American International Group said it will delay the reporting of its third-quarter results and restate earnings going back to 2001, while estimating its recent catastrophe losses would amount to $1.6 billion.
The New York-based insurer said it plans to file its third-quarter 10-Q financial report with the Securities and Exchange Commission Nov. 14 and hold a conference call the following morning.
AIG said the delay will allow the company to incorporate "corrections to certain errors," most of which were found in previous audits.
Those audits were undertaken after New York Attorney General Eliot Spitzer began an investigation that focused on company accounting activity and led to a civil action accusing the company of fraud. AIG is currently in settlement talks with the attorney general.
AIG delayed the filing of its 2004 10-K report three times earlier this year. In that report the company restated earnings and added $850 million to its loss reserve for asbestos and environmental liabilities. The company also restated earnings going back to 2000 at that time.
In addition to its alleged involvement with brokers in bid-rigging and steering, Mr. Spitzer and the SEC have examined AIG's use of finite reinsurance, which the SEC said was used to smooth earnings at other companies by disguising a loan as an insurance transaction.
AIG said the most significant errors causing this restatement relate to the accounting of derivatives. The errors are expected to add $500 million to earnings, the company said.
Because of the correction, AIG would restate its earnings statements going back to 2002, selected financial data in 2001 and 2000. Quarterly information for 2004 and the first two quarters of 2005 would also be affected.
The carrier said it estimates adjusted net income for the third quarter will be $1.8 billion, and $8.3 billion for the nine months ending Sept. 30.
Catastrophe losses will come in at $1.6 billion after tax and net of reinsurance recoverables.
The company cautioned that the catastrophe loss estimate could change due to a number of factors stemming from the unprecedented nature of Hurricane Katrina and other uncertainties.

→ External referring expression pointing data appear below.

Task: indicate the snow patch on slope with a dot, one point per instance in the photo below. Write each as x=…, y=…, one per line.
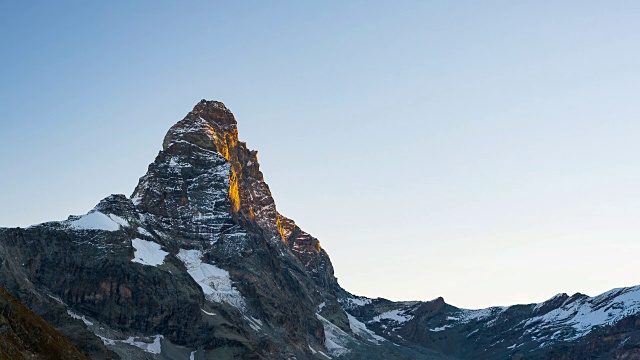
x=336, y=340
x=398, y=316
x=98, y=221
x=577, y=317
x=148, y=252
x=214, y=281
x=154, y=347
x=360, y=329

In an investor's note, William Wilt at Morgan Stanley & Co. called AIG's action "a surprise," but added that while there could be some losses in the stock price, overall the company enjoys "considerable advantages" in the market place.
Late today, Standard & Poor's said it would take no rating action against AIG over the delay. The rating agency said the carrier can easily handle the catastrophe loss and that there would be little effect on shareholder's equity on earnings as the company indicated.